La chute de Victor Hissel
Le pourfendeur des réseaux pédophiles, lors de l’affaire Dutroux, est devenu l’un des 2 500 clients d’une officine italo-flamande de production et de diffusion de matériel pédopornographique.
Le film montre une gamine en train de se faire violer par un homme qui parle le west-flandrien et à qui elle dit » papa « . Lorsque la police australienne découvre ces images épouvantables, le 10 juillet 2006, l’homme abuse déjà de ses filles (9 et 11 ans) depuis 2004. Deux petites filles qui fréquentaient les siennes succombent également à son vice. Il les prostituait par écran d’ordinateur interposé, dans des mises en scène obscènes, avec une insistance particulière sur sa gamine atteinte d’autisme. Pascal Taveirne, garçon boucher de 37 ans, vivait chez ses parents, à Assebroek, avec femme et enfants. Il a été identifié par un policier brugeois, qui avait déjà croisé les petites victimes dans un dossier de protection de la jeunesse et qui a reconnu l’enfant à ses dreadlocks (tresses rasta).

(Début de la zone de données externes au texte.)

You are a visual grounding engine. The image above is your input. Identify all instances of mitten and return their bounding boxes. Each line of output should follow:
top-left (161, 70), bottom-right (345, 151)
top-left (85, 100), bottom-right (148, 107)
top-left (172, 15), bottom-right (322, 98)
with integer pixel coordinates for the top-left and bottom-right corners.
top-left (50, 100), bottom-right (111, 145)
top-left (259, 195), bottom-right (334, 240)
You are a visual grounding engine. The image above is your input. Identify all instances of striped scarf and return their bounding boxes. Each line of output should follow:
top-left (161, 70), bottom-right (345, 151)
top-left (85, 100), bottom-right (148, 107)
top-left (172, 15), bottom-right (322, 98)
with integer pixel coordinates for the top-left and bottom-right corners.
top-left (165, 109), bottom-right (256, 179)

L’enquête a ensuite rebondi en Ukraine (où des séquences avec d’autres mineures ont été tournées), ainsi qu’en Italie. Pour appâter le chaland, Sergio Marzola, 42 ans, un photographe au chômage de Ferrara mettait sur son site Internet de courts extraits des 150 séquences fournies par ses correspondants – dont Taveirne. Pour voir le film en entier, il fallait payer. Une affaire très rentable. Pascal Taveirne n’en a retiré que 3 200 euros.
Les 2 500 clients du réseau pédopornographique ont été repérés grâce à la trace laissée par leur carte de crédit, lors de leurs achats d’images interdites. La coopération judiciaire, sous la houlette des magistrats de Eurojust, basé à La Haye, a fonctionné aussi bien que possible. Les autorités judiciaires des 19 pays concernés ont été averties. Le parquet fédéral belge a relayé ces informations vers les arrondissements judiciaires où vivent les 25 à 30 clients présumés de ce réseau virtuel de détenteurs de matériel pédopornographique (un délit passible d’un an de prison).
A Liège, les investigations policières devaient être menées avec une prudence redoublée et dans le plus grand secret, compte tenu de la personnalité de l’un des quatre suspects, l’avocat Victor Hissel, l’imprécateur n° 1 de l’affaire Dutroux. Les perquisitions du 14 février ont eu lieu, comme la loi l’exige, en présence d’un membre délégué du conseil de l’ordre des avocats de Liège. Inculpés, les suspects ont été laissés en liberté, à certaines conditions, par la juge d’instruction liégeoise Micheline Rusinowski. Cette étape de l’instruction aurait dû faire l’objet d’un black-out total. Mais l’information était trop énorme pour éviter des fuites dans la presse, au grand dam des avocats de Victor Hissel, Mes Adrien Masset et Françoise Demol, qui déplorent cette violation du secret de l’instruction.
L’avocat nie tout passage à l’acte pédophile
La procureure du roi de Liège, Danièle Reynders, a exclu que Victor Hissel ait pu avoir accès à ces vidéos » une seule fois ou par hasard « . Ce dernier a fait des aveux, mais il nie tout passage à l’acte pédophile. C’est une position à considérer de bonne foi. Le monde scientifique s’accorde pour dire que l’exposition à des images pédopornographiques peut avoir un effet cathartique, et donc décourager les abus dans la réalité, comme il peut, dans d’autres cas, les favoriser.
La question que se posent désormais les enquêteurs, à laquelle seul l’examen du disque dur de l’ordinateur saisi permettra de répondre, est la suivante : Victor Hissel a-t-il diffusé lui-même des images de pornographie enfantine ? Auquel cas, la peine qu’il encourt pourrait atteindre trois ans. Etant donné la charge de travail de la Computer Crime Unit de la police fédérale, la réponse ne tombera pas tout de suite.
Pascal Taveirne, lui, vient d’être condamné par le tribu- nal correctionnel de Bruges à dix ans de prison, à dix ans de privation de ses droits civils et politiques, et à dix ans de mise à disposition du gouvernement. La mère des enfants a bénéficié, elle, d’un sursis sous condi- tions pour sa peine de deux ans de prison. Cette famille à risque était suivie depuis longtemps par la section Jeunesse du parquet de Bruges, où la préservation des liens familiaux des enfants est jugée d’un intérêt supérieur à celui d’une mesure de placement. Précédemment, confirme le parquet de Bruges, Taveirne avait déjà été interpellé par la police brugeoise, suite à des informations venues des Pays-Bas, où le Brugeois s’était trouvé en compagnie d’un pédophile notoire. Mais, rapidement bouclée, l’enquête n’avait rien donné.